5 of the Weirdest Synths Out There: Get Your Tweak On
Weird and wonderful instruments from Moog, Make Noise, Stylophone, and more.
Looking for inspiration? Embrace the strange with these five odd balls, the weirdest synths on the market today.
The Weirdest Synths Out There
While there’s something to be said for a solid, dependable, and all-around synthesizer like a Roland FANTOM or Sequential Prophet-5, there may come the time when you need something a little… weirder. You know, those days when the usual bread-and-butter patches just won’t cut it. You need to get out of your comfort zone. You need to embrace the uncanny.
That’s why today we’re celebrating the strange with five of the weirdest synths on the market now. By weird, we don’t necessarily mean in terms of interface (although we do have that represented). Weird can also mean in terms of sound, synthesis, or even overall approach. Basically any synthesizer that goes about things in its own, unique way.
Ready to get weird?
The Weirdest Synths: Make Noise Strega
Made in collaboration between Make Noise and musician Alessandro Cortini (of Nine Inch Nails fame), Strega is a noise box that is equal parts West Coast beauty and collapsing black hole terror. Inspired by alchemy, which is equally at home with both science and magic, Strega has both sound and control generators and can also process external sounds.

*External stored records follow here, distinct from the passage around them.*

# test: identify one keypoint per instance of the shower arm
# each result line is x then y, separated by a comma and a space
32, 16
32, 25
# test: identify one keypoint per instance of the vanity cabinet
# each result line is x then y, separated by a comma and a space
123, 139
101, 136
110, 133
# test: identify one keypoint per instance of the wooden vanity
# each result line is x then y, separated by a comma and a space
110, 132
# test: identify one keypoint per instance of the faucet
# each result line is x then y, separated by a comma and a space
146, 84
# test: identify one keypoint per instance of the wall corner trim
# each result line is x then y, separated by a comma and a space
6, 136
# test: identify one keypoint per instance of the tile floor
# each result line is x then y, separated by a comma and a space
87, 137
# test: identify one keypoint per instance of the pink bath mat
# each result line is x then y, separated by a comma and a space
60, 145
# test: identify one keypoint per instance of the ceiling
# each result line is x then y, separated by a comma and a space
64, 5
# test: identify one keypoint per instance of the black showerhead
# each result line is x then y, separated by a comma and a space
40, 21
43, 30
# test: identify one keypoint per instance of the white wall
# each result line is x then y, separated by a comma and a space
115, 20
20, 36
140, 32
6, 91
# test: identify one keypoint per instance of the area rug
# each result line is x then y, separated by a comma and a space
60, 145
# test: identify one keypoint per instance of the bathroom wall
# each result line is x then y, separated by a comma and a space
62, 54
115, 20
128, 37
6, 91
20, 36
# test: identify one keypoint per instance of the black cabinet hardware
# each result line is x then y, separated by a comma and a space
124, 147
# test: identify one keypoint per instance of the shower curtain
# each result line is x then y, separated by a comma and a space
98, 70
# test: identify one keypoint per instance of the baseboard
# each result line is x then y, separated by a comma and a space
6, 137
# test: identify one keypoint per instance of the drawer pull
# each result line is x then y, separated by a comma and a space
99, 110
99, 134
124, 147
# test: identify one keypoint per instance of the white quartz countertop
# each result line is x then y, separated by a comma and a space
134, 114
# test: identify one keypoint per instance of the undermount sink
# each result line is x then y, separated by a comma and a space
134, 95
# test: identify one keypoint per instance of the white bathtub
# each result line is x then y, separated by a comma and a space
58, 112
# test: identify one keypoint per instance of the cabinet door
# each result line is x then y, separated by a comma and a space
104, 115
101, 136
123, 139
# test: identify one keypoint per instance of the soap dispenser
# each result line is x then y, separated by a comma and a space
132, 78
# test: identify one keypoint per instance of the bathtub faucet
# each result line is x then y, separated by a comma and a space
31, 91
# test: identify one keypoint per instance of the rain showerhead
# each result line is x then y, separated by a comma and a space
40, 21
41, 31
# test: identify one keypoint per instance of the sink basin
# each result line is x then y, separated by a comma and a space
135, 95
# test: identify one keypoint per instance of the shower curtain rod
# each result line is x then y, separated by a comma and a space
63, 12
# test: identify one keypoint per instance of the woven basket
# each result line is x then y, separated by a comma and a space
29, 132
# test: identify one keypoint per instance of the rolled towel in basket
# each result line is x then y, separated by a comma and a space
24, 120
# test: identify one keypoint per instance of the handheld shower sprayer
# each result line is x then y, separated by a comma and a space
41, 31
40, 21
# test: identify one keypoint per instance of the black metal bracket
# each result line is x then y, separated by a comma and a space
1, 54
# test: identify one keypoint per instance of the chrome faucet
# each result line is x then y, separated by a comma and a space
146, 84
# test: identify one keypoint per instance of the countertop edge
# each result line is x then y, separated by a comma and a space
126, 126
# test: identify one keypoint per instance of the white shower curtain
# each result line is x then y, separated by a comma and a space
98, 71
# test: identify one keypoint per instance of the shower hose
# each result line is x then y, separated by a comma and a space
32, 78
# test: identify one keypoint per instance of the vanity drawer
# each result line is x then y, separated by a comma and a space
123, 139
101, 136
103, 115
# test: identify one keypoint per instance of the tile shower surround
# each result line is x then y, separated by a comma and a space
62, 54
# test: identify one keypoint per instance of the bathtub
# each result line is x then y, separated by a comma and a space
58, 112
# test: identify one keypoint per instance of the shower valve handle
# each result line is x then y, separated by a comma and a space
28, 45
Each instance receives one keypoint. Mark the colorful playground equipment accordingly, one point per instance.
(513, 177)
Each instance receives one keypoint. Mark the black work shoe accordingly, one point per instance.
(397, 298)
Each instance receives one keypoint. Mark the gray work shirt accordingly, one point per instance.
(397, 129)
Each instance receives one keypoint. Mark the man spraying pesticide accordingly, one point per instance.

If it sounds like I’m struggling to explain it, I am, because it’s just so very weird. According to Make Noise, it’s patchable with seven sources and 13 destinations, it has a filter as well as controls marked things like “Tonic” and “Activation,” it features touch-launched momentary modulation routings, and is compatible with Eurorack.
If harsh noise or industrial is your thing, or you just want to rough things up occasionally, Strega is a wild and wonderful instrument. Pairs well with the 0-Coast and 0-CTRL too.






- Make Noise Strega product page
The Weirdest Synths: Elta Music Solar 42F
Subtitled a Drone Ambient Machine, Elta Music’s Solar 42F (slightly improved over the original 42) is a big and bold monster of a synth that excels at what it says it does: drone and ambient music. It achieves this with a combination of eight melodic and drone voices. Control is handled by a touch interface plus five-step sequencer as well as a joystick and switch keys.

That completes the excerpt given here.